I must stop this. I simply cannot yet see a way to do so.

The arguments with my father escalate until he threatens disinheritance, damnation – death, even, in some of his wilder moments. But he is an old man, now, his body ageing more rapidly than his mind, and he is turning helpless. There is nothing he can do, yet he does no realise that I am in exactly the same position.

Of course, everything changes when we stumble across the vampires in the sewers.

It is a most dreadful irony that we finally – finally! – encounter true servants of the Devil, true monsters, right when my despair has reached its peak. The deaths, remarkable only in that they are violent and messy, have been ongoing for some time, and little attention is given to them in the beginning. So many are dying, by disease, starvation or betrayal, that no one can claim one set of deaths are of more importance than another. People are regularly turning upon one another, friend against friend, family against family, and most betrayals end in death, sadly enough. If I am being honest, I almost expect to awaken and see my father standing over me with a dagger in his hand and murder in his eyes.

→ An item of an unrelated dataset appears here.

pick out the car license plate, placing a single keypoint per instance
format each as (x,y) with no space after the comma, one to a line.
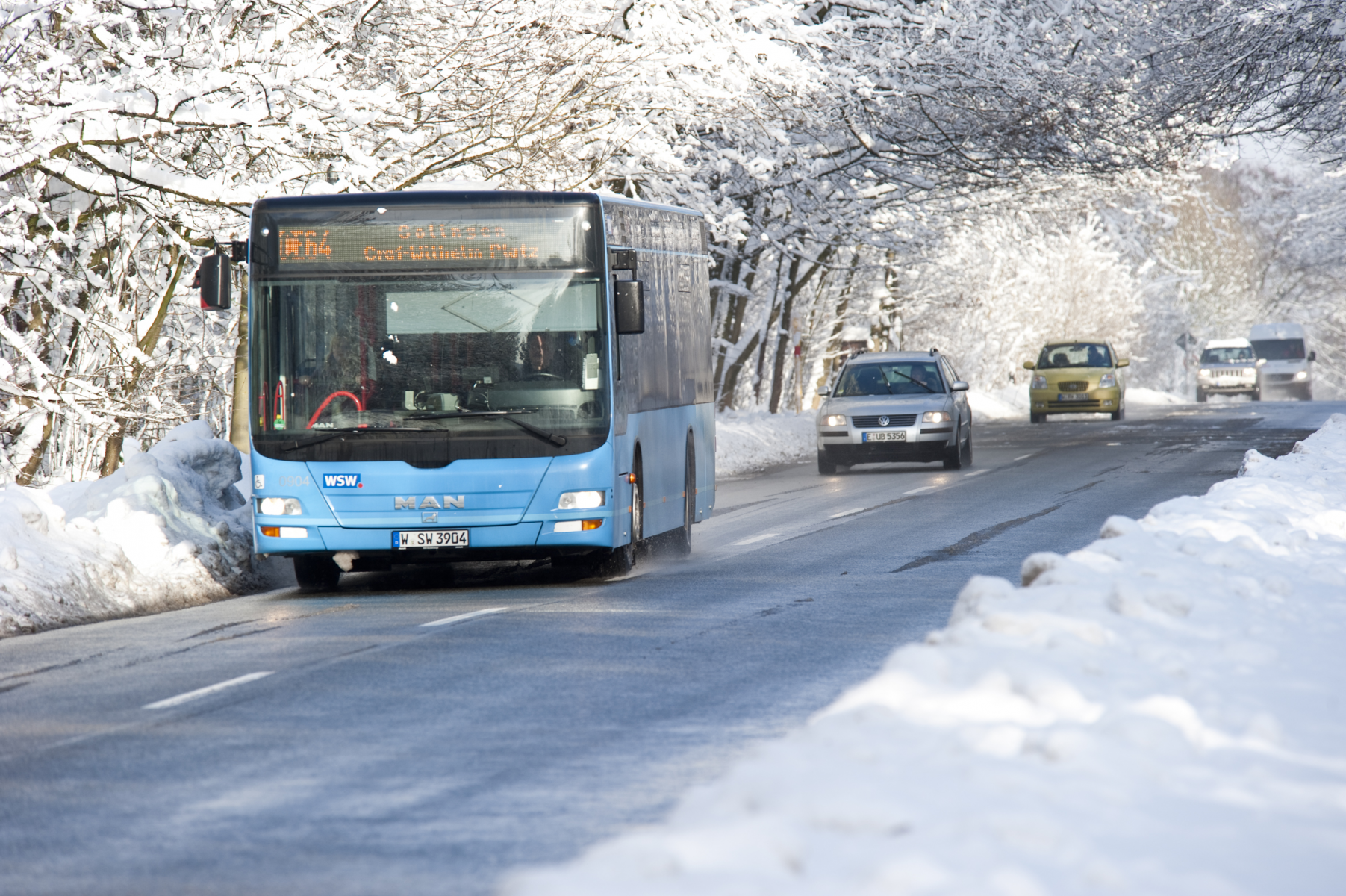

However, gradually, we realise that these particular deaths all follow a similar pattern, suggesting a curious sort of vendetta indeed. We finally see that we have a very different sort of monster on our hands when a poor soul stumbles across one of the murders, witness to the crimson eyes and the glistening, sharp teeth in the bloodstained mouth of the demon. He barely escapes with his life, his screams alerting friends of my father's who happen to be walking by at that precise moment, and they also bear witness to the creature before he flees.

Later, I would realise that this was a recently turned vampire, turned so mad by his thirst that he makes the foolish mistakes which lead to his being seen. Little more than a child, really, in vampire terms. But that is not until much, much later.

I turn speechless when this is repeated back to me, trying my hardest to ignore my father's smug smile and triumphant glance at me. It is difficult to stomach the realisation that he had been right all along, that if there were such creatures as that one out there, then it is not such a stretch to imagine that the others – the witch-hags, those who are more like beast than man – are also real.

I close my eyes as the thought rises, unbidden, in my mind: it is a vampyre. We have a vampyre in the city, perhaps even more than one. How many of them have they killed, protected by the bloodshed of the hunts and the raging of the diseases as they slaughtered. How many of our people have they killed, whose corpses we have so unwittingly dismissed as nothing more than horrifying murder or a dreadful, yet natural death? How many? Even an estimation of the numbers makes me sick enough to almost retch.

I open my eyes. "We must hunt them," I say, my stomach churning as I realise the horrifying truth before me. "We must kill them all. They are an abomination."

My father's eyes gleam with righteousness, and I cannot stand to look at them.

The whispers travel swiftly throughout the city: vampyre, vampyre. There is a vampyre in our city.

And so the hunt begins.

It passes in a blur. I lead many parties, there is shouting, screaming, far too much blood. I can smell the flames as I am surrounded by chaos and desperation. The creatures are fleeing for their lives and being literally hunted down. Some of them die, I think, and they are most likely the youngest ones. And then I turn and find one of them running straight towards me.

He is not one of the young ones.

Truthfully, I do not know if he means to maul me or not. I will never know if any of them remember their own transformations, or know exactly how they pass the damnation on. They are all half-crazed with panic and fear by now, doing the only thing they can think of when outnumbered such as they are: they run.

I am an obstacle in the path of this vampire and so I must be destroyed. I will never know if he meant to change me or not; I will never see him again.

My mind is curiously blank as I watch him come towards me; I am strangely calm, as if I know right then and there that I will not be able to move away in time and there will be no escape from this. I do not make any sound as he slams into me and we tumble to the ground. He is dreadfully hard and terribly cold; it is as if a large, icy rock has collided with me.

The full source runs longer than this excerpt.